Qu’entendons-nous par liberté de circulation et d’installation ?

Nous retranscrivons ici une intervention de la FASTI dans le cadre d’un webinaire organisé par Migreurop sur la liberté de circulation en octobre 2021.

La FASTI est née en 1967 et assez rapidement dans son histoire, elle va adopter un positionnement anticolonialiste, antiraciste et anticapitaliste en plaçant la question de l’égalité au cœur de ses luttes.

Ce cadre est intéressant à rappeler puisqu’il est préalable à l’adoption en interne de la revendication de liberté de circulation et d’installation qui date de la fin des années 1980/début 1990. Plutôt qu’une fin en soi, cette revendication apparait à la FASTI comme une nouvelle liberté à conquérir s’inscrivant totalement dans la continuité de notre positionnement historique.

Avec nos « lunettes anticolonialistes », nous voyons cette liberté comme un enjeu clair d’égalité nord/suds puisqu’elle viendrait remettre en cause la gestion coloniale des frontières et des migrations (que ce soit dans la politique des visas – dont la dimension coloniale a bien été illustrée par les récentes annonces concernant les pays du Maghreb - ou dans plus globalement la politique d’externalisation des frontières).

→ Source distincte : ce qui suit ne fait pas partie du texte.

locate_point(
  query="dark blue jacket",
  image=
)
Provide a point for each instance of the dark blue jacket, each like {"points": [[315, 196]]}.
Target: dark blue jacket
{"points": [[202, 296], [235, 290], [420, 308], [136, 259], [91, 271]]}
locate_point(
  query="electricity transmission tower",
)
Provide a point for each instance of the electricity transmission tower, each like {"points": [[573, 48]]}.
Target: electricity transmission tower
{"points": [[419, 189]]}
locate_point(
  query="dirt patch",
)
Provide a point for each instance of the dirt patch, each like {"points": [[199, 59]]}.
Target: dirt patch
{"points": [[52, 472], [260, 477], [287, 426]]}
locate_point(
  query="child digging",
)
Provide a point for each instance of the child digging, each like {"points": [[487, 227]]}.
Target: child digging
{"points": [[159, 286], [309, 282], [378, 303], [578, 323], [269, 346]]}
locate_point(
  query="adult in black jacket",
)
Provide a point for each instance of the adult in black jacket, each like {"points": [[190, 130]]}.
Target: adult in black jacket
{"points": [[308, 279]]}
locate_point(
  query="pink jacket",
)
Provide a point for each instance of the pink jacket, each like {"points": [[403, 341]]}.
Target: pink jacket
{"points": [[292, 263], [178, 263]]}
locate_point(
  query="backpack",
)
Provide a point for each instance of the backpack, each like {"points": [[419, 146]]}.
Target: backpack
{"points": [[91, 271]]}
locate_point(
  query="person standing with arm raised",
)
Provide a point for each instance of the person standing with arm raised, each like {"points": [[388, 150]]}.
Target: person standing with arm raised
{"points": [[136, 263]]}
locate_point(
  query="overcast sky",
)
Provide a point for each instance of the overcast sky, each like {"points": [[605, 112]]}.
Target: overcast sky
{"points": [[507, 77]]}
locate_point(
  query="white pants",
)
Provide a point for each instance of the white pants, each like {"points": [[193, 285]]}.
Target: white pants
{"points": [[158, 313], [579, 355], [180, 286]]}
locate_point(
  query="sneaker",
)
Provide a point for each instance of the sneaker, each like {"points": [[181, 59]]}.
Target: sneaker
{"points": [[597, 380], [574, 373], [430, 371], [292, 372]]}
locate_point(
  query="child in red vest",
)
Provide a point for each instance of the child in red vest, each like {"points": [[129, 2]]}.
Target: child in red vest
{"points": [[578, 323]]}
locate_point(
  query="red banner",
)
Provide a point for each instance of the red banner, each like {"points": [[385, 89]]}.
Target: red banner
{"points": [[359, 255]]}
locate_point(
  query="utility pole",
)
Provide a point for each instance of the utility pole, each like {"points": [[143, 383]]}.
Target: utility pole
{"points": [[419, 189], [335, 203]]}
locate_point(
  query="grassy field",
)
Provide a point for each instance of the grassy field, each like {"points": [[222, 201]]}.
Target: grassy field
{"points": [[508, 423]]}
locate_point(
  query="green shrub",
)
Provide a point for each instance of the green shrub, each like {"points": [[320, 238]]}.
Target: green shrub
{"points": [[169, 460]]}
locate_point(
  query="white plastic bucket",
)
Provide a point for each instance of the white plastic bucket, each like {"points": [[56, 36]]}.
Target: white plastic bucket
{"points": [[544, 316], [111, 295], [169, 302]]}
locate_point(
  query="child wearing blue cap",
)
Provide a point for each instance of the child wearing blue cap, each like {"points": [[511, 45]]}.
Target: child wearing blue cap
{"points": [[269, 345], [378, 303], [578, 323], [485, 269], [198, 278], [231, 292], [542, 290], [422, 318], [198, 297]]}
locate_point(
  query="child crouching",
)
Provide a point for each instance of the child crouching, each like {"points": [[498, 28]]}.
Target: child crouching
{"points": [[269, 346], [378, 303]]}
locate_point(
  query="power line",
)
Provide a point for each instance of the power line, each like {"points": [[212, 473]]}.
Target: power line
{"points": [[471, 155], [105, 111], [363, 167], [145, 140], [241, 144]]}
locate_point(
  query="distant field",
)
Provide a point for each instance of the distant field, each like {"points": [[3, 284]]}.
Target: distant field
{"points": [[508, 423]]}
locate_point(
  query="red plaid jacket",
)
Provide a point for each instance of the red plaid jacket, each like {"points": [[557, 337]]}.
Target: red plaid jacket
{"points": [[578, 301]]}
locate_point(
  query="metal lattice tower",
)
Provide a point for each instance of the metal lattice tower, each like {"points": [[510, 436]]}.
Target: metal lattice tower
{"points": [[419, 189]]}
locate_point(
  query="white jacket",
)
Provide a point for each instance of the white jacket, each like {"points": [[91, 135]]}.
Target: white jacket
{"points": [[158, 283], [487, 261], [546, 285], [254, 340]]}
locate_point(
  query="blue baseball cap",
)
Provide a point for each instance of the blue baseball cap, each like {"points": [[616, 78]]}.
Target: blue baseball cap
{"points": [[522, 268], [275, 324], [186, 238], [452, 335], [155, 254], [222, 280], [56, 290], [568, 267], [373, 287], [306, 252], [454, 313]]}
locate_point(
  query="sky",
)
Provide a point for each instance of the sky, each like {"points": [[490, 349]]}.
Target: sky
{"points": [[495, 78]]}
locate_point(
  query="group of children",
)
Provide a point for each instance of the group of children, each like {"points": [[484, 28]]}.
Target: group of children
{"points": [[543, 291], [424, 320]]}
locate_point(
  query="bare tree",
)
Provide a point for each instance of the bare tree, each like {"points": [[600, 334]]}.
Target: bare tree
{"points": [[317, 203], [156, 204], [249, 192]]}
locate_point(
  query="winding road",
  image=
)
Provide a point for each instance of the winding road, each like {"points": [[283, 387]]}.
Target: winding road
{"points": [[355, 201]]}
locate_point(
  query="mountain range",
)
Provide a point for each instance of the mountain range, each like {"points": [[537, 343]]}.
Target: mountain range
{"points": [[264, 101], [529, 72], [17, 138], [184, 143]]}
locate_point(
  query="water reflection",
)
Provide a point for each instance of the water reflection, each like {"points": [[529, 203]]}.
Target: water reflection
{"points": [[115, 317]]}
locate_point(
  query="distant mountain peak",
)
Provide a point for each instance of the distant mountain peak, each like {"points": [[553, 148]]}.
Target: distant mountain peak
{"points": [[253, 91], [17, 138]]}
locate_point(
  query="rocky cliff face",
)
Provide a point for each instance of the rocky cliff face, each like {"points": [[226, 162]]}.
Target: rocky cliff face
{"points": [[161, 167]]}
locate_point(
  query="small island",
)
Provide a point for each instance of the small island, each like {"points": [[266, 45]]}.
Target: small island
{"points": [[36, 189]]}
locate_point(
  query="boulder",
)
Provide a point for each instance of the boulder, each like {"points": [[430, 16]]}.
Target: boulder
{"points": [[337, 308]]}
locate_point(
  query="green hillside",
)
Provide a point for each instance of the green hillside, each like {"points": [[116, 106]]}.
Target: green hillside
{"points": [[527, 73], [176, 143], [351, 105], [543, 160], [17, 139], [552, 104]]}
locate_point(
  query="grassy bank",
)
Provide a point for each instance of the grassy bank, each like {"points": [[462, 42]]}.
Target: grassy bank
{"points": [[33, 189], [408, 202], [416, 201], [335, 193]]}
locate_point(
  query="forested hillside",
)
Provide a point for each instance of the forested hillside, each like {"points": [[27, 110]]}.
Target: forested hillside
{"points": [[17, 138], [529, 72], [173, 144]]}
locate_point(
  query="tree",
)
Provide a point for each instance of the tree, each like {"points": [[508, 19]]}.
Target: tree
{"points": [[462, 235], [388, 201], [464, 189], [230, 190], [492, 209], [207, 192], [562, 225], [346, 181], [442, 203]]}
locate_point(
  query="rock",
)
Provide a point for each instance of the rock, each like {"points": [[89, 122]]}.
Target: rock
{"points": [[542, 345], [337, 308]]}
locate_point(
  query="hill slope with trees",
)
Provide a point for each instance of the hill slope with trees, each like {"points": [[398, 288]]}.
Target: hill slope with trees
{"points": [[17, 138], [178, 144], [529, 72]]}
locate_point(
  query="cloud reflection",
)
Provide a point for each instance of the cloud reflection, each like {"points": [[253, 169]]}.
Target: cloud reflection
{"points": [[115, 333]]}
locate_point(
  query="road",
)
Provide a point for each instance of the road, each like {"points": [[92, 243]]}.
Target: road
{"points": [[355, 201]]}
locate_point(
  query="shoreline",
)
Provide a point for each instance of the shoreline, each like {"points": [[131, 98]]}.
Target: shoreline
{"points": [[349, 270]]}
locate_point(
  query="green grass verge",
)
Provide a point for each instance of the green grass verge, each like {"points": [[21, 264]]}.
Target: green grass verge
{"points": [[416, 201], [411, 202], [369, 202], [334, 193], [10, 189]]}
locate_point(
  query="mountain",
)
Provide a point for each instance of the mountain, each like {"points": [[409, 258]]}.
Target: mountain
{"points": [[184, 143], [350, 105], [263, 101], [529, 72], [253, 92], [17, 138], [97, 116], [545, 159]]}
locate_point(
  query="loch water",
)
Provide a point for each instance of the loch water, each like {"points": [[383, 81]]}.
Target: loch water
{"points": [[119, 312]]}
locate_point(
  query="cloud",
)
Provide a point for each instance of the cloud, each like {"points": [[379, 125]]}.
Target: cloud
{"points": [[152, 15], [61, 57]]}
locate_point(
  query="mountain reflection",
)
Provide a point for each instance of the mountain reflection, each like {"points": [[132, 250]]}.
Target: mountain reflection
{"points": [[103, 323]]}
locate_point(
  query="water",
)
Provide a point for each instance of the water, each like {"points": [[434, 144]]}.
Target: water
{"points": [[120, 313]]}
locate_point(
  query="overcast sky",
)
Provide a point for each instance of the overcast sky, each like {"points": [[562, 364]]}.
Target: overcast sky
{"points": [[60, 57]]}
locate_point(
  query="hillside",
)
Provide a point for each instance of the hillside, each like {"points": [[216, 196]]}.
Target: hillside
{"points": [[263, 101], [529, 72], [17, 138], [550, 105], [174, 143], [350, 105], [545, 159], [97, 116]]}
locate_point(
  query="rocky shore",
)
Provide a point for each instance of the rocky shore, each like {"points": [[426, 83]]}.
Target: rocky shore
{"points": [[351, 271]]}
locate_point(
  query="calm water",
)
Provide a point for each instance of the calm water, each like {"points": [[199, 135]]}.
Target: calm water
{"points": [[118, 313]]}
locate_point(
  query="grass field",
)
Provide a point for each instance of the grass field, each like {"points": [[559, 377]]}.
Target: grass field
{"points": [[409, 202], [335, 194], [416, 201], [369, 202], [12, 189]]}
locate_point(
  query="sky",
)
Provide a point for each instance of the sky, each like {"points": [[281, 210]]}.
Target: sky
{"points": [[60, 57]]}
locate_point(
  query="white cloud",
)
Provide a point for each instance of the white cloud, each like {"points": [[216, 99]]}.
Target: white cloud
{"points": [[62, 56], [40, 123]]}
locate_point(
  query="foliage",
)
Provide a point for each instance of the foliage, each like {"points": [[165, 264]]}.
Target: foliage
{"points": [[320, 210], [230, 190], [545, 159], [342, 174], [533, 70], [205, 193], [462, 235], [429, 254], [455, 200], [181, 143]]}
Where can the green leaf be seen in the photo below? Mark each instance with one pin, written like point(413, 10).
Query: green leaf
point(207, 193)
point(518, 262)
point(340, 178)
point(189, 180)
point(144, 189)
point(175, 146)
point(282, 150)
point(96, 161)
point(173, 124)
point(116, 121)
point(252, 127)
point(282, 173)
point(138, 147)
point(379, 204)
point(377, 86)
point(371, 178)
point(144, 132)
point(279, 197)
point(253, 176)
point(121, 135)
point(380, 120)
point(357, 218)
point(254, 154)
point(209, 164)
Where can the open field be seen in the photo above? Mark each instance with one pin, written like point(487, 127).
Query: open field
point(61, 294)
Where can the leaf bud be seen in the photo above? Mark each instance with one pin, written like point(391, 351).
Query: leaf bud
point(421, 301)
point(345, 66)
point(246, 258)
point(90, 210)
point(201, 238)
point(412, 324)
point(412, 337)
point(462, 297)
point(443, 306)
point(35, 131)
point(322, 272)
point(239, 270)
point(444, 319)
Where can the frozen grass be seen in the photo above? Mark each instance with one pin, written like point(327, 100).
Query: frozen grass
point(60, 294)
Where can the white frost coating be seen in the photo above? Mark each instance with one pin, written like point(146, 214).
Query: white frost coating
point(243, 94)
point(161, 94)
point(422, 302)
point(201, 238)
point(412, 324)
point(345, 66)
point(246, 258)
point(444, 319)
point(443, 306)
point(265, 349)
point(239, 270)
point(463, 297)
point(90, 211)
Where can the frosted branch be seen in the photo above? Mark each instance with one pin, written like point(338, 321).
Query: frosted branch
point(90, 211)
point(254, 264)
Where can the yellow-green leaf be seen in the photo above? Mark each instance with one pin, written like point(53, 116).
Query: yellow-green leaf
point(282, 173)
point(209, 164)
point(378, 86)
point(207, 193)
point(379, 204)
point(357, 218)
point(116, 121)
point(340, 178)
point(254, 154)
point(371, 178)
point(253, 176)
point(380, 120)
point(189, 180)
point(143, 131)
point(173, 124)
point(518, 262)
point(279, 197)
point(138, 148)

Par ailleurs, avec nos « lunettes anticapitalistes », nous refusons de voir dans la liberté de circulation et d’installation une quelconque opportunité économique ou démographique. Par ricochet, on ne s’inscrit pas dans des types d’argumentaires qui comparent, de façon comptable, les couts et les bénéfices des migrations et qui affirment que les migrations sont une richesse. Il nous semble que cette approche, qui peut paraître de bon sens à première vue, porte en elle le risque de déshumaniser les personnes en les considérant comme des variables d’ajustement au capitalisme. L’enjeu principal pour nous est celui de l’égalité et des droits.

C’est justement cela que nous mettons derrière la liberté de circulation et d’installation : concrètement, il s’agirait pour nous de permettre à chacun-e de pouvoir circuler et s’installer librement là où il le souhaite et d’avoir accès aux mêmes droits que les nationaux (le droit commun).

Cependant, une fois que nous avons dit ça, plusieurs questions ont longtemps traversé notre Mouvement et le traverse encore aujourd’hui : comment y parvenir ? Quelles traductions concrètes pourraient prendre cette liberté de circulation et d’installation ? comment, avec les premier-e-s concerné-e-s, rassembler large autour de cette revendication et faire basculer le rapport de force en notre faveur ?

En 2020, nous avons lancé une campagne pour l’abrogation du CESEDA (le code des personnes étrangères) pour essayer justement de concrétiser la liberté de circulation et d’installation. Le CESEDA est une question cruciale selon nous puisqu’il crée une discrimination légale entre les personnes françaises et étrangères. Dans notre argumentaire de campagne, nous replaçons ce code dans une perspective historique et politique en montrant en quoi il s’inscrit dans une logique coloniale, raciste et sexiste.

Cette revendication (l’abrogation du CESEDA) n’est pas suffisante car elle se limite au contexte français. Elle ne prend pas non plus en compte les obstacles à la migration qui se posent dès les pays d’origine et de transit. Mais nous pensons qu’elle invite à penser un monde dans lequel il n’y aurait pas de législation d’exception pour les personnes étrangères : leur droit au séjour serait automatique et elles bénéficieraient du droit commun. Par extension, cette projection invite à réfléchir à des modèles politiques et économiques alternatifs à ceux qui nous gouvernent aujourd’hui (ceux de l’Etat-nation et du capitalisme).

Cette campagne est déployée à travers des rencontres publiques (dans notre Mouvement et avec nos partenaires) et sur les réseaux sociaux, grâce à un panel d’outil (un argumentaire, des visuels, une vidéo de campagne etc.).

Elle est née du besoin, exprimé par les militant-e-s des ASTI, de sortir de la défensive vis-à-vis des réformes successives du CESEDA et de prendre de la hauteur en se situant sur le plus long terme. Bien entendu, on ne s’attend pas à ce que le CESEDA soit abrogé dans les prochaines années, nous assumons porter une vision utopiste mais ne voyons pas en ça un problème. Il nous semble même que penser nos utopies nous permet de sortir d’une vision contrainte, de s’autoriser à remodeler nos imaginaires collectifs et de donner un cap à nos actions.